Favorite Fonts: One of the underappreciated advantages of e-books.

typographyA friend of mine who works as a graphic designer pointed out that the font she selects has a huge influence upon the visual and emotional impact of her designs. Although most of us are more or less oblivious to it, font plays a powerful role in the lives of readers and can make a real difference.

Size Matters and So Does Presentation

“When it comes to typeface size matters, and so does style,” she said. “That’s why I almost exclusively use Verdana on all of the marketing materials and websites that I create.”

I found that interesting since I am also a fan of Verdana as a reader – particularly when I have to proofread a document. I convert almost everything I proofread into Verdana 12 or 14 beforehand, for instance, because I’ve learned that it’s easier to clearly see the words. I can usually catch mistakes or typos more effectively when I am reading Verdana, versus when I read in other fonts such as the ubiquitous Times Roman.

Ongoing Research

Research conducted at Virginia Polytechnic Institute in 1999 compared Georgia, Verdana, Times, and Arial fonts to find out which was best for reading on an electronic screen. Georgia and Verdana were, after all, specifically designed for reading from a computer monitor and their creators touted them as superior in terms of readability. The conclusion reached was that there was no real significance between those fonts when it came to reading speed and comprehension. But there was a measurable effect on reading based on how the text was presented or formatted. A year before a comparable study conducted at Carnegie Mellon University reached similar conclusions.

Then colleagues at Wichita State University conducted a series of studies on font sizes and styles. They found that 12-point fonts were generally preferred over 10-point fonts, which should come as no surprise since none of use likes to read small print. Research has also shown that 14-point font is easier for most older readers. A follow-up study concluded that Arial and Times New Roman could be read faster than Courier, Schoolbook, and Georgia. But those participating in the study said that all of the fonts except Century Schoolbook were preferred over Times New Roman.

The Times are a Changing

Most readers are accustomed to Times Roman because it has been the standard font for the newspaper and magazine industry for decades. That all-pervasive font first appeared in 1932 in the Times of London newspaper, for which it was designed and after which it was named. (Interestingly enough, the Times newspaper abandoned Times Roman several years ago in favor of Times Modern font.) Although readers often express a preference for other fonts, publishers love Times Roman and its different variations such as Times Modern – and that helps to keep it in vogue. It really comes down to economics. Times is a consolidated font that saves space, allowing publishers to fit more words per page. That translates into real profits by saving publishers gallons of ink and reams of paper.

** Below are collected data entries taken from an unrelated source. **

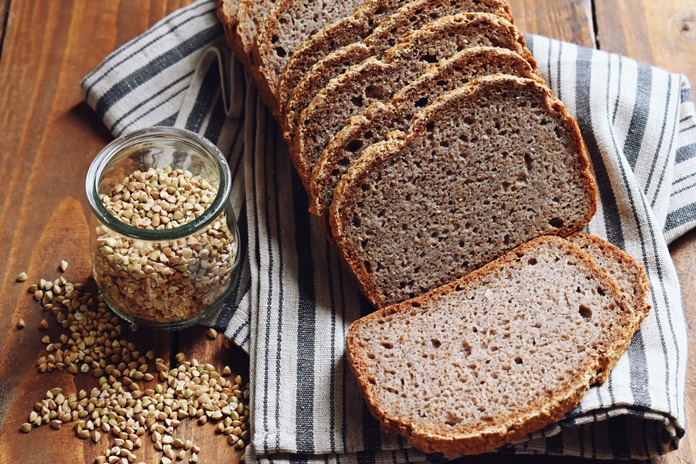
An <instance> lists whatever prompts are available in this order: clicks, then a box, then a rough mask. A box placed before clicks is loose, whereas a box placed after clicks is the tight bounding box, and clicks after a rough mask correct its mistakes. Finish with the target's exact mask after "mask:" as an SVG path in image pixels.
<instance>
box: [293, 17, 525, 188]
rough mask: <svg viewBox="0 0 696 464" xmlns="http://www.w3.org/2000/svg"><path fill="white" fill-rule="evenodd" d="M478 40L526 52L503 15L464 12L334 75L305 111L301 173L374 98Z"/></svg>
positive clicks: (297, 133)
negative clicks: (350, 118) (349, 120)
mask: <svg viewBox="0 0 696 464" xmlns="http://www.w3.org/2000/svg"><path fill="white" fill-rule="evenodd" d="M475 46H492V47H502V48H507V49H510V50H513V51H515V52H517V53H518V54H524V53H525V52H526V51H527V49H526V47H525V45H524V38H523V36H522V34H521V33H520V32H519V30H518V29H517V28H516V27H515V26H513V25H512V24H511V23H509V22H508V21H506V20H504V19H502V18H501V17H499V16H496V15H492V14H488V13H464V14H459V15H456V16H446V17H444V18H441V19H439V20H437V21H435V22H432V23H429V24H428V25H427V26H425V27H424V28H423V29H420V30H417V31H414V32H413V33H411V34H408V35H406V36H405V37H403V38H402V40H400V41H399V42H398V43H397V44H396V45H395V46H394V47H392V48H390V49H389V50H387V51H386V52H385V53H384V54H383V56H382V59H381V60H380V59H378V58H377V57H371V58H368V59H367V60H365V61H363V62H362V63H360V64H358V65H355V66H353V67H351V68H349V69H348V70H347V71H346V72H345V73H343V74H342V75H341V76H339V77H338V78H336V79H333V80H331V81H330V82H329V83H328V85H327V86H326V87H325V88H324V89H322V90H321V91H320V92H319V93H318V94H317V96H316V97H314V99H313V100H312V102H311V103H310V105H309V106H308V107H307V108H306V109H305V110H304V111H303V113H302V116H301V118H300V121H299V123H298V125H297V128H296V133H295V138H294V145H293V147H292V149H291V153H292V156H293V160H294V161H295V166H296V168H297V170H298V172H299V174H300V178H301V179H302V180H303V181H304V182H305V185H308V182H309V177H310V174H311V172H312V171H311V170H312V168H313V167H314V164H315V163H316V161H317V159H319V157H320V156H321V154H322V152H323V151H324V149H325V148H326V146H327V145H328V143H329V141H330V140H331V138H332V137H333V136H334V135H335V134H336V133H337V132H338V131H340V130H341V129H342V128H343V127H344V126H345V125H346V123H347V122H348V118H349V117H351V116H354V115H356V114H360V113H362V112H363V111H365V110H366V109H367V107H368V106H369V105H370V104H372V103H373V102H376V101H382V102H385V101H389V100H391V98H392V96H393V95H394V94H395V93H396V92H398V91H399V90H400V89H401V88H403V87H404V86H406V85H408V84H409V83H410V82H412V81H413V80H414V79H417V78H418V77H419V76H421V75H422V74H423V72H425V71H426V70H427V69H428V68H430V67H433V66H436V65H437V63H438V62H440V61H441V60H444V59H448V58H450V57H452V56H453V55H455V54H456V53H457V52H458V51H460V50H462V49H465V48H468V47H475Z"/></svg>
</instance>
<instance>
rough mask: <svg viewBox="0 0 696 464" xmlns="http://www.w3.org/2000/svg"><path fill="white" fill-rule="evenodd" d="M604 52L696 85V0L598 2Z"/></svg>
mask: <svg viewBox="0 0 696 464" xmlns="http://www.w3.org/2000/svg"><path fill="white" fill-rule="evenodd" d="M596 8H597V14H596V17H597V33H598V38H599V43H600V47H601V49H602V50H605V51H609V52H613V53H620V54H622V55H626V56H629V57H631V58H634V59H636V60H638V61H641V62H644V63H649V64H652V65H655V66H659V67H661V68H664V69H667V70H668V71H673V72H678V73H682V74H686V75H687V76H688V77H689V80H690V81H691V82H696V62H694V60H693V55H694V50H696V1H695V0H663V1H659V2H655V1H653V0H616V1H612V2H596Z"/></svg>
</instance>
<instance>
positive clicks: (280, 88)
mask: <svg viewBox="0 0 696 464" xmlns="http://www.w3.org/2000/svg"><path fill="white" fill-rule="evenodd" d="M409 1H411V0H367V1H366V2H364V3H362V4H361V5H360V6H358V8H357V9H356V10H355V12H354V13H353V14H352V15H351V16H348V17H346V18H343V19H341V20H340V21H337V22H335V23H333V24H330V25H328V26H326V27H325V28H324V29H322V30H321V31H319V32H317V33H316V34H314V35H312V36H311V37H310V38H309V39H307V40H305V41H304V42H302V44H300V46H299V47H298V48H297V50H295V53H293V54H292V56H291V57H290V59H289V60H288V62H287V63H286V65H285V68H284V69H283V72H282V74H281V75H280V79H279V81H278V104H279V106H280V108H281V110H284V108H285V104H286V103H287V101H288V98H290V95H291V94H292V91H293V90H294V89H295V87H296V86H297V84H298V83H299V82H300V80H301V79H302V76H304V75H305V73H307V72H308V71H309V70H310V69H311V68H312V66H313V65H314V64H315V63H316V62H318V61H320V60H321V59H322V58H324V57H325V56H327V55H328V54H329V53H331V52H332V51H334V50H338V49H339V48H342V47H345V46H346V45H349V44H351V43H354V42H362V40H363V39H364V38H365V37H367V36H368V35H370V33H371V32H372V30H373V29H374V28H375V27H376V26H377V25H379V24H381V23H382V21H384V20H385V19H386V18H387V17H388V16H389V15H391V14H392V13H394V12H395V11H396V10H397V9H398V8H399V7H400V6H403V5H404V4H406V3H408V2H409Z"/></svg>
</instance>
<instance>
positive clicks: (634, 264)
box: [218, 0, 650, 454]
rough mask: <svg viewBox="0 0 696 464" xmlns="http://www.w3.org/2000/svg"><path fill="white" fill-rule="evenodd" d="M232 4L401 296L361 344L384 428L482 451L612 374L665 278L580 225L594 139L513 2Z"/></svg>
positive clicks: (557, 409)
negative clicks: (539, 62)
mask: <svg viewBox="0 0 696 464" xmlns="http://www.w3.org/2000/svg"><path fill="white" fill-rule="evenodd" d="M218 16H219V17H220V19H221V21H222V22H223V23H224V25H225V31H226V36H227V40H228V42H229V43H230V45H231V46H232V48H233V50H234V52H235V54H236V55H237V56H238V57H239V58H240V59H241V60H242V61H243V62H244V64H245V65H246V66H248V67H249V69H250V71H251V76H252V78H253V79H254V80H255V81H256V83H257V84H258V86H259V88H260V92H261V95H262V96H263V98H264V100H265V101H266V103H267V105H268V106H269V108H270V109H271V110H272V111H273V113H274V116H275V117H276V118H277V120H278V121H279V122H280V123H281V126H282V128H283V136H284V137H285V139H286V140H287V141H288V143H289V144H290V146H291V153H292V155H293V162H294V164H295V166H296V168H297V170H298V172H299V173H300V177H301V178H302V180H303V182H304V184H305V187H306V188H307V190H308V192H309V193H310V200H311V201H310V211H311V212H313V213H314V214H316V215H317V216H318V217H319V219H320V221H321V223H322V225H323V226H324V229H325V231H327V236H328V237H329V238H330V239H332V243H333V245H335V247H336V249H337V251H338V253H339V254H340V255H341V257H342V259H343V260H344V262H345V263H346V265H347V267H348V268H349V270H350V271H351V272H352V273H353V275H354V276H355V278H356V281H357V282H358V285H359V286H360V288H361V291H362V292H363V293H364V295H365V296H366V297H367V298H368V299H369V300H370V301H371V303H372V304H373V305H374V306H376V307H377V308H382V309H378V310H377V312H375V313H373V314H371V315H369V316H367V317H365V318H363V319H360V320H359V321H356V322H355V323H354V324H353V325H352V326H351V328H350V330H349V332H348V337H347V341H346V343H347V345H346V346H347V348H346V349H347V355H348V359H349V361H350V365H351V368H352V369H353V371H354V373H355V375H356V377H357V379H358V382H359V385H360V389H361V392H362V394H363V396H364V397H365V400H366V402H367V405H368V406H369V408H370V411H371V412H372V414H373V415H374V416H375V417H376V418H377V419H378V420H379V422H380V424H381V426H382V427H383V428H384V430H386V431H387V432H391V433H396V434H401V435H403V436H405V437H407V439H408V441H409V443H411V444H412V445H413V446H416V447H418V448H420V449H421V450H423V451H426V452H442V453H445V454H454V453H464V454H476V453H482V452H486V451H489V450H492V449H494V448H496V447H499V446H501V445H504V444H506V443H512V442H514V441H517V440H519V439H521V438H523V437H524V436H525V435H527V434H528V433H531V432H534V431H538V430H540V429H541V428H543V427H544V426H546V425H548V424H549V423H551V422H553V421H556V420H559V419H560V418H561V417H562V416H563V415H564V414H566V413H567V412H568V411H570V410H572V409H573V408H574V407H575V406H576V405H577V404H578V403H579V401H580V399H581V398H582V396H583V395H584V392H585V391H586V390H587V388H588V387H589V386H590V385H592V384H593V383H596V382H603V381H604V380H605V379H606V377H607V375H608V373H609V370H610V369H611V367H612V366H613V365H614V364H615V363H616V362H617V360H618V359H619V357H620V356H621V354H622V353H623V352H624V351H625V350H626V349H627V348H628V346H629V344H630V341H631V338H632V335H633V333H634V332H635V331H636V330H637V328H638V326H639V324H640V322H641V321H642V320H643V319H644V318H645V317H646V316H647V314H648V313H649V311H650V299H649V284H648V279H647V276H646V273H645V269H644V268H643V267H642V266H641V265H640V264H638V263H636V261H635V260H634V259H633V258H631V257H630V256H629V255H628V254H626V253H625V252H624V251H622V250H620V249H618V248H616V247H615V246H613V245H611V244H609V243H607V242H605V241H603V240H601V239H599V238H598V237H595V236H592V235H589V234H586V233H583V232H578V231H579V230H580V229H582V228H583V227H584V226H585V225H587V223H588V222H589V221H590V219H591V218H592V216H593V214H594V212H595V210H596V207H597V204H596V203H597V191H596V186H595V183H594V180H593V178H592V176H591V169H590V161H589V158H588V155H587V150H586V148H585V145H584V143H583V141H582V138H581V136H580V132H579V129H578V126H577V123H576V122H575V121H574V120H573V118H572V117H571V116H570V115H569V114H568V112H567V110H566V108H565V106H564V105H563V104H562V103H561V102H560V101H559V100H557V99H556V98H554V97H553V96H552V95H551V92H550V90H549V89H548V88H546V87H545V86H544V83H543V81H542V79H541V78H540V77H539V75H538V71H537V68H536V62H535V61H534V58H533V57H532V55H531V54H530V52H529V50H528V49H527V48H526V45H525V42H524V38H523V36H522V35H521V33H520V32H519V31H518V30H517V29H516V28H515V27H514V26H513V25H512V20H513V18H512V15H511V13H510V9H509V6H508V4H507V3H506V2H505V1H504V0H411V1H409V0H347V1H345V2H311V1H308V0H255V1H252V0H220V3H219V9H218ZM250 55H251V56H250ZM561 237H566V238H561Z"/></svg>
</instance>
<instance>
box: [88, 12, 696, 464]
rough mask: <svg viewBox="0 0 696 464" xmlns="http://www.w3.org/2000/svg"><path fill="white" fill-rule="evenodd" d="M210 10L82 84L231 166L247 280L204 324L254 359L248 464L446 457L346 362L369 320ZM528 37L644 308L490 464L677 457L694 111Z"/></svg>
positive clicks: (683, 365)
mask: <svg viewBox="0 0 696 464" xmlns="http://www.w3.org/2000/svg"><path fill="white" fill-rule="evenodd" d="M215 7H216V2H215V1H213V0H200V1H197V2H195V3H193V4H192V5H190V6H188V7H186V8H183V9H181V10H178V11H176V12H175V13H173V14H172V15H170V16H168V17H167V18H165V19H164V20H162V21H160V22H159V23H157V24H156V25H155V26H153V27H152V28H151V29H150V30H149V31H147V32H146V33H145V34H143V35H141V36H139V37H137V38H135V39H134V40H133V41H131V42H129V43H127V44H126V45H124V46H123V47H121V48H119V49H118V50H116V51H115V52H114V53H113V54H112V55H110V56H109V57H107V58H106V59H105V61H104V62H103V63H102V64H101V65H100V66H99V67H98V68H97V69H95V70H94V71H93V72H92V73H90V74H89V75H88V76H87V77H86V78H85V79H84V81H83V82H82V89H83V95H84V98H85V101H86V102H87V103H88V104H89V105H90V106H91V107H92V108H93V109H94V110H95V111H96V112H97V114H98V116H99V117H100V118H101V119H102V121H103V122H104V124H105V126H106V127H107V128H109V130H110V131H111V132H112V134H114V136H119V135H121V134H125V133H127V132H130V131H132V130H135V129H138V128H141V127H145V126H152V125H175V126H177V127H184V128H187V129H190V130H194V131H196V132H198V133H200V134H202V135H204V136H205V137H207V138H208V139H210V140H211V141H212V142H213V143H215V144H216V145H217V146H218V147H219V148H220V149H221V150H222V151H223V153H225V154H226V155H227V158H228V161H229V164H230V168H231V170H232V177H233V192H232V195H233V203H234V207H235V211H236V213H237V215H238V217H239V225H240V232H241V234H242V245H243V247H244V251H245V259H244V261H243V266H242V271H241V273H240V278H239V279H238V280H237V282H236V283H235V290H234V292H233V294H232V296H231V297H230V298H229V300H228V301H227V302H226V304H225V305H224V307H223V308H222V310H221V311H220V313H219V314H217V315H214V316H212V317H211V318H209V319H208V320H207V321H206V324H207V325H212V326H215V327H217V328H218V329H220V330H224V331H225V334H226V336H228V337H229V338H230V339H231V340H233V341H234V342H235V343H236V344H237V345H239V346H241V347H242V348H243V349H244V350H245V351H247V352H248V353H249V355H250V375H251V379H250V380H251V386H252V388H251V393H252V404H251V407H252V437H251V444H250V446H249V447H248V449H247V458H248V459H249V460H250V461H253V462H271V461H273V462H279V461H280V462H290V461H301V462H307V463H309V462H319V461H321V462H323V463H328V462H336V463H338V462H341V463H343V464H345V463H350V462H356V463H358V462H376V463H382V462H385V463H386V462H392V463H401V462H420V461H430V462H433V461H435V462H440V461H444V460H446V458H445V457H444V456H441V455H425V454H423V453H421V452H419V451H417V450H414V449H410V448H409V447H408V445H407V443H406V441H405V440H404V439H402V438H399V437H394V436H389V435H385V434H382V433H381V432H380V431H379V426H378V424H377V423H376V422H375V420H374V419H373V418H372V417H371V416H370V414H369V412H368V411H367V408H366V406H365V404H364V402H363V401H362V399H361V398H360V395H359V393H358V390H357V385H356V382H355V380H354V378H353V377H352V375H351V373H350V371H349V367H348V365H347V361H346V359H345V354H344V348H345V346H344V341H345V335H346V331H347V328H348V326H349V325H350V323H351V322H352V321H354V320H355V319H357V318H359V317H361V316H362V315H365V314H367V313H369V312H370V311H372V308H371V307H370V306H369V304H367V303H366V301H365V300H364V298H362V297H361V295H360V294H359V292H358V290H357V287H356V285H355V282H354V281H353V279H352V278H351V276H350V275H349V274H348V272H347V271H346V269H345V268H344V267H343V266H342V265H341V263H340V260H339V259H338V256H337V255H336V253H335V252H334V250H333V249H332V248H331V246H330V245H329V244H328V242H327V241H326V239H325V238H324V236H323V234H322V232H321V229H320V227H319V225H318V224H317V221H315V220H314V219H313V218H311V217H310V215H309V213H308V212H307V206H308V201H307V195H306V193H305V192H304V189H303V188H302V184H301V181H300V180H299V178H298V177H297V175H296V173H295V172H294V170H293V168H292V164H291V162H290V158H289V156H288V153H287V147H286V146H285V144H284V143H283V141H282V137H281V136H280V132H279V129H278V127H277V125H276V123H275V121H274V120H273V118H272V116H271V115H270V113H269V112H268V111H267V110H266V108H265V107H264V105H263V103H262V101H261V99H260V98H259V96H258V93H257V92H256V90H255V88H254V86H253V84H252V83H251V81H250V79H249V76H248V75H247V74H246V73H245V71H244V70H243V68H242V66H241V65H240V64H239V63H238V62H236V61H234V60H233V59H232V58H231V54H230V51H229V49H228V48H227V47H226V46H225V44H224V32H223V30H222V27H221V26H220V24H219V22H218V20H217V18H216V16H215ZM527 41H528V44H529V46H530V49H531V50H532V52H533V54H534V56H535V58H536V60H537V62H538V64H539V69H540V71H541V72H542V74H543V77H544V79H545V80H546V82H547V83H548V84H549V86H550V87H551V89H552V90H553V92H554V94H555V95H556V96H558V97H559V98H560V99H562V100H563V101H564V103H565V104H566V106H568V108H569V110H570V112H571V113H572V114H574V115H575V116H576V117H577V119H578V122H579V125H580V127H581V131H582V133H583V136H584V138H585V141H586V144H587V146H588V149H589V152H590V155H591V158H592V161H593V165H594V170H595V175H596V178H597V181H598V186H599V191H600V202H599V208H598V212H597V215H596V216H595V218H594V219H593V220H592V222H591V223H590V225H589V227H588V231H589V232H591V233H593V234H596V235H598V236H601V237H604V238H606V239H608V240H609V241H611V242H612V243H614V244H615V245H617V246H619V247H620V248H622V249H624V250H626V251H628V252H629V253H630V254H631V255H632V256H633V257H634V258H636V259H637V260H638V261H640V262H642V263H644V264H645V266H646V268H647V270H648V276H649V279H650V283H651V286H652V294H651V302H652V304H653V308H654V309H653V311H652V312H651V314H650V316H649V317H648V318H647V319H646V320H645V321H644V323H643V325H642V326H641V329H640V331H639V332H638V333H637V334H636V336H635V337H634V339H633V341H632V343H631V346H630V348H629V350H628V353H627V354H626V355H625V356H623V357H622V359H621V360H620V361H619V363H618V364H617V366H616V367H615V368H614V370H613V371H612V374H611V376H610V378H609V380H608V381H607V382H606V383H605V384H604V385H602V386H599V387H593V388H591V389H590V390H589V391H588V393H587V395H586V396H585V398H584V399H583V401H582V402H581V404H580V405H579V406H578V407H577V408H576V409H575V410H574V411H572V412H571V413H570V414H568V415H567V416H566V417H565V418H564V419H563V420H562V421H560V422H559V423H557V424H553V425H551V426H549V427H548V428H546V429H545V430H543V431H540V432H538V433H535V434H532V435H530V436H529V437H527V439H525V440H523V441H522V442H520V443H518V444H515V445H510V446H507V447H504V448H502V449H501V450H499V451H498V452H501V453H514V454H518V453H524V454H537V453H544V454H559V455H572V456H581V457H588V458H602V459H611V458H624V459H625V458H633V459H646V458H649V457H653V456H656V455H659V454H664V453H666V452H668V451H670V450H672V449H675V448H676V447H678V445H679V440H680V439H681V437H682V436H683V434H684V424H685V423H686V411H685V407H684V391H685V379H686V356H687V344H686V322H685V319H684V311H683V308H682V304H681V293H680V288H679V282H678V279H677V274H676V271H675V269H674V265H673V263H672V261H671V259H670V256H669V250H668V248H667V247H668V244H669V243H670V242H672V241H673V240H675V239H676V238H677V237H679V236H681V235H682V234H684V233H685V232H687V231H688V230H690V229H691V228H693V227H694V226H695V225H696V112H695V110H694V103H693V96H692V92H691V88H690V86H689V83H688V81H687V79H686V78H685V77H684V76H682V75H679V74H674V73H669V72H666V71H663V70H661V69H658V68H654V67H650V66H647V65H644V64H640V63H637V62H635V61H633V60H630V59H628V58H625V57H620V56H617V55H612V54H608V53H605V52H601V51H596V50H592V49H587V48H582V47H579V46H576V45H572V44H568V43H563V42H559V41H555V40H551V39H547V38H544V37H540V36H535V35H528V36H527Z"/></svg>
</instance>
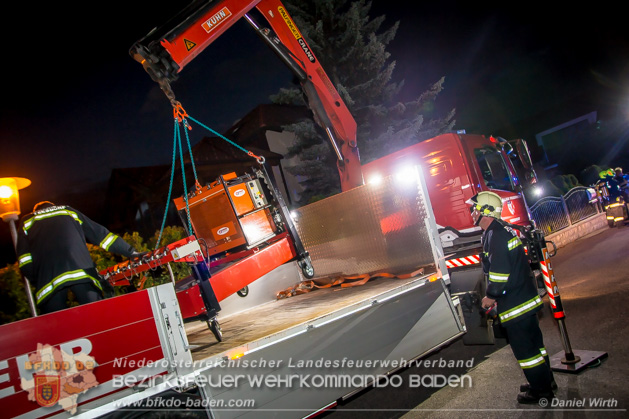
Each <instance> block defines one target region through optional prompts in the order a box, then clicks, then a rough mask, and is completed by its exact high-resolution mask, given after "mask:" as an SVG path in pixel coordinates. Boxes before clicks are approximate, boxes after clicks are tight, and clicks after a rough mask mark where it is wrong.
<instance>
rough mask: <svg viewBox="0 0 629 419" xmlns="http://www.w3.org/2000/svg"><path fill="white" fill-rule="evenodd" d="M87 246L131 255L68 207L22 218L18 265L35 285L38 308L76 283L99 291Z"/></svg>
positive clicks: (105, 233) (66, 206)
mask: <svg viewBox="0 0 629 419" xmlns="http://www.w3.org/2000/svg"><path fill="white" fill-rule="evenodd" d="M86 242H87V243H91V244H93V245H96V246H100V247H101V248H103V249H105V250H107V251H110V252H113V253H117V254H119V255H122V256H126V257H130V256H131V254H132V253H133V252H134V249H133V247H132V246H131V245H129V244H128V243H127V242H125V241H124V240H123V239H122V238H120V237H119V236H117V235H115V234H113V233H111V232H109V230H107V229H106V228H105V227H103V226H101V225H100V224H98V223H96V222H94V221H92V220H91V219H89V218H88V217H87V216H85V215H84V214H82V213H81V212H79V211H77V210H76V209H74V208H72V207H69V206H65V205H57V206H48V207H46V208H44V209H40V210H37V211H35V212H33V213H30V214H27V215H25V216H24V217H22V222H21V224H20V228H19V229H18V240H17V254H18V263H19V267H20V270H21V271H22V273H23V274H24V276H25V277H26V278H28V279H29V280H30V281H31V282H32V283H33V284H34V285H35V289H36V292H35V300H36V302H37V304H41V303H42V302H43V301H45V300H46V299H47V298H48V297H50V296H51V295H52V294H53V293H54V292H56V291H58V290H60V289H62V288H64V287H67V286H69V285H73V284H77V283H85V282H93V283H94V284H95V285H96V286H97V287H98V288H99V289H102V288H101V285H100V278H99V276H98V272H97V271H96V268H95V265H94V262H93V261H92V258H91V257H90V253H89V250H88V248H87V246H86Z"/></svg>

What it Means to You and Me

Which font is healthiest on the eyes and most efficient in terms of reader comprehension and speed? That’s the subject of much study and the object of some controversy. But Times may not be your preferred choice and I personally consider it one of my least favorite fonts. So the jury may still be out in terms of the academic or scientific pros and cons of various fonts. But personal preferences count and can influence your overall reader experience. We don’t make those kinds of choices or have those preferences based on laboratory studies. We just know what we like when we see it, and may find that certain fonts seem more user-friendly. They may feel more easy on the eyes, for instance, or contribute a certain quality that resonates with us on an emotional or psychological level.

Set Your Preferences to Suit Yourself

Buy a conventional book and you will never be able to change the font because you’re stuck with whatever the publisher or author chose. But most of the popular e-reader gadgets these days allow you to set your own preferences and freely experiment with different fonts to find the one you enjoy most. For those of us who pay attention to those small but significant details that option is a tremendous value-add. So remember that when you download an e-book you can tailor the font to suit yourself – even if the original manuscript was written centuries ago with a quill pen on parchment.